Making Space for Biomarker Data
Clinical research, particularly cancer diagnostics, has seen an explosion in the collection of biomarker data in recent years. With the advancements in personalised medicine, new treatment strategies have been developed. These involve profiling an individual’s clinical features, molecular profile, and details of the tumour microenvironment. While therapeutics and diagnostic technology are rapidly evolving, only a subset of cancer patients have benefited from these developments.
To address this, there is a strong push for identification of biomarkers – molecular or genetic indicators used to predict disease. Biomarkers are derived from a broad range of data, including genomic, proteomic and imaging data and they provide a holistic approach to disease diagnosis. In the case of cancer, this helps to combat issues of intra- and inter-tumour heterogeneity, as well as clonal evolution.
Cancer biomarker research is an extremely data intensive discipline. The massive increase in biomarker data provides an unprecedented opportunity to shift toward a data-driven paradigm of research. A recent paper in Cell suggests this could be achieved through adaptation of data collection techniques from the field of planetary science.
Lessons Learned from Planetary Science
Planetary science utilises petascale, heterogenous archives. This diverse range of data is collected, processed through data-generation pipelines and transported to international archives. Artificial intelligence and machine learning technology can then be used to identify key details missed by the human eye. Adapting these data driven methods for cancer research provides an opportunity to automate and accelerate the discovery of biomarkers. This will promote the identification of key features, anomalies and allow novel scientific insights.
All publicly funded data is required to be entered into the National Aeronautics and Space Administration (NASA) data archive and to follow specific data standards. However, this same deposition and sharing of data remains a challenge for biomarker research. For efficient data sharing, national access to large amounts of well-labelled data is needed. This data must also follow a set of standards which allow it to be linked to other databases and used by algorithms.
Applications to Biomarker Research
In 2000, The National Institutes of Health met NASA to explore data science solutions to biomarker data challenges. The Early Detection Research Network (EDRN) of the National Cancer Institute was chosen to test these applications. Data science technologies developed at NASA’s Jet Propulsion Laboratory were applied, resulting in the production of the EDRN knowledge system. This system has since been applied to a range of data types, from genomics to imaging. This has facilitated multi-omics data analysis.

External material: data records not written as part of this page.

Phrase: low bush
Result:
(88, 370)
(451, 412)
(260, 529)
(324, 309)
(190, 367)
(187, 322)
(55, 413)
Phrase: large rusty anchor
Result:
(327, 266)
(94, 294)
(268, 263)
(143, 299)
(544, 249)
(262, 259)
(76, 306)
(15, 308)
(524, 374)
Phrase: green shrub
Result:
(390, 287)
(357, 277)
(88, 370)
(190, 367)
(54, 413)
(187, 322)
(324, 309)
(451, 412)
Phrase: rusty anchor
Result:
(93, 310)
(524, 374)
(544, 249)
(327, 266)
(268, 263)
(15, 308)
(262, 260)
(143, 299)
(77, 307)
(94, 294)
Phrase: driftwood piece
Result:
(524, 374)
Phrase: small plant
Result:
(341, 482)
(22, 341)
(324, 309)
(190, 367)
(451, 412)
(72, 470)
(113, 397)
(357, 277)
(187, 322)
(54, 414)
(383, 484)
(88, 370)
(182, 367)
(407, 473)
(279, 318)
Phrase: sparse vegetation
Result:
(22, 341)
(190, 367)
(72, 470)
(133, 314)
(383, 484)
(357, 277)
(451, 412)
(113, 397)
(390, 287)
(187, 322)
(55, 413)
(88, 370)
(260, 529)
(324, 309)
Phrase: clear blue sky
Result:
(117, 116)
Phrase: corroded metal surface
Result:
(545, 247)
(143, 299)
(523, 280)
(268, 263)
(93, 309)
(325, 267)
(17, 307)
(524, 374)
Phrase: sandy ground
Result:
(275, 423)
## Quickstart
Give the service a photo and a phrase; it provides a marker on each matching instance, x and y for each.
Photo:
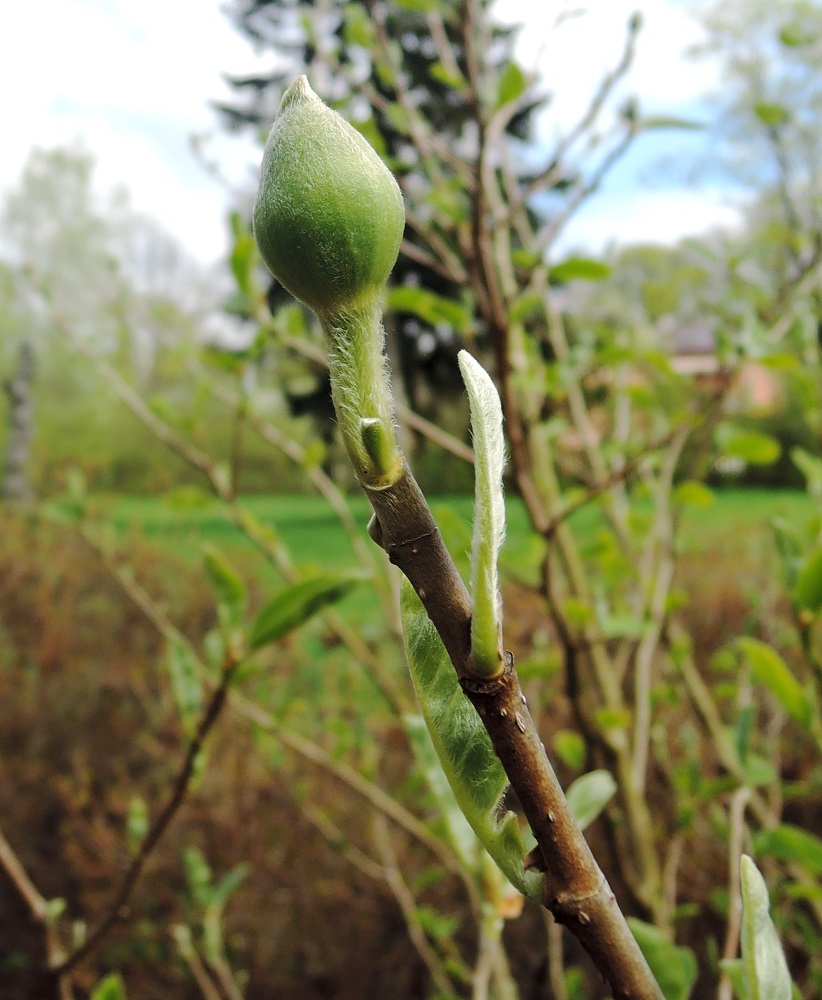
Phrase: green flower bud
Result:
(329, 215)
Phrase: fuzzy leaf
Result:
(460, 834)
(808, 591)
(463, 747)
(489, 514)
(579, 269)
(792, 844)
(763, 961)
(111, 987)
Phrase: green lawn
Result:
(311, 531)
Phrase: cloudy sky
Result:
(131, 80)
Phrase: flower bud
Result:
(329, 215)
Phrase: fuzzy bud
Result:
(329, 215)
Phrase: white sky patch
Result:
(131, 81)
(616, 219)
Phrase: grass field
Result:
(311, 530)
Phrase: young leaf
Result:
(463, 747)
(589, 795)
(674, 967)
(111, 987)
(294, 605)
(228, 586)
(808, 590)
(183, 668)
(489, 515)
(771, 670)
(763, 961)
(791, 843)
(460, 834)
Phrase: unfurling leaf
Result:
(763, 961)
(463, 747)
(489, 515)
(674, 967)
(184, 671)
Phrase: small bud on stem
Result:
(328, 220)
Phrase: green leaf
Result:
(442, 74)
(430, 308)
(772, 115)
(512, 84)
(589, 795)
(460, 834)
(184, 671)
(579, 269)
(295, 604)
(463, 747)
(674, 967)
(227, 886)
(807, 593)
(489, 514)
(111, 987)
(227, 584)
(752, 447)
(771, 670)
(136, 823)
(763, 961)
(791, 843)
(198, 873)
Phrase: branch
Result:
(158, 828)
(576, 890)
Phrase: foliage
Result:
(688, 673)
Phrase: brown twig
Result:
(576, 890)
(117, 906)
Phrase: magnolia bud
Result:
(329, 215)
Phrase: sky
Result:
(131, 81)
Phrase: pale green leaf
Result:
(184, 672)
(296, 604)
(463, 747)
(489, 514)
(431, 308)
(792, 844)
(579, 269)
(771, 670)
(763, 961)
(111, 987)
(136, 823)
(772, 115)
(752, 447)
(460, 834)
(589, 795)
(512, 84)
(674, 967)
(227, 584)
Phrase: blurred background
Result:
(617, 207)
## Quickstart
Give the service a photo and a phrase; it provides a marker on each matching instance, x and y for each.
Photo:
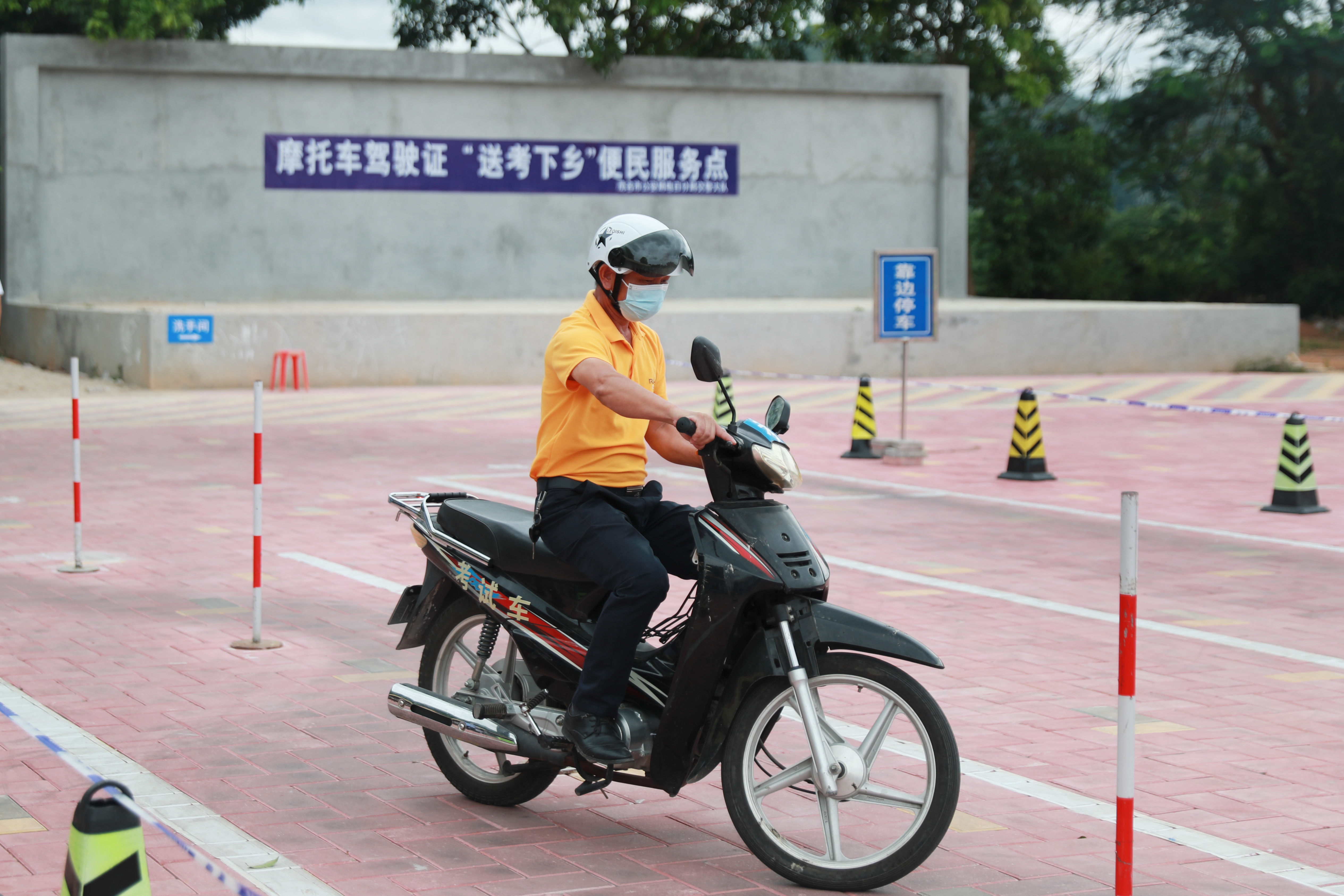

The EDRN has successfully developed large databases sharing well-characterised imaging and biomarker data for a variety of cancers.
The success of the Human Genome Project has prompted the onset of new large-scale projects, including the Tumour Cancer Genome Atlas. This project successfully coordinates analyses among centres, whilst retaining sample availability and promoting broad and rapid data sharing. Further advances are needed to coordinate the analysis of multi-omic data. Specifically, the combination of imaging, risk factor and outcome data are needed to fully characterise neoplasia development and outcomes.
The Future of Biomarkers:
Artificial intelligence and machine learning can only truly benefit the medical sphere if high-quality, well-labelled data is available. A national knowledge system of cancer biomarker data could produce substantial opportunities to advance cancer research. Furthermore, visualisation is extremely important for big data analysis. VR tools are also beginning to aid in the visualisation of complex 3D datasets. For example, 3D MRI scans allow much deeper analysis than 2D samples. Machine learning, when combined with human visualisation also shows promise. For example, early lesions which often lead to lung cancer can be identified by semantic features, but these analyses often lack consistency. Combining crowdsourcing tools from astronomy with traditional visualisation methods could improve the generalisability and availability of this data.
Overall, the authors recommend that the cancer biomarker community collaborate to develop a national strategy for data driven research. This involves the building of a national biomarker database, with specific data standards, coordinated algorithms and tools. Expansion and development of visualisation techniques for imaging is also advised. Additionally, retrospective analysis of biomarker data is recommended to broaden the database. Another fundamental requirement is that all data acquired by funded research must be deposited in the database.
Through the success of building such capabilities via the EDRN and other institutions, the cancer biomarker community are optimally placed to usher in this new era of data science.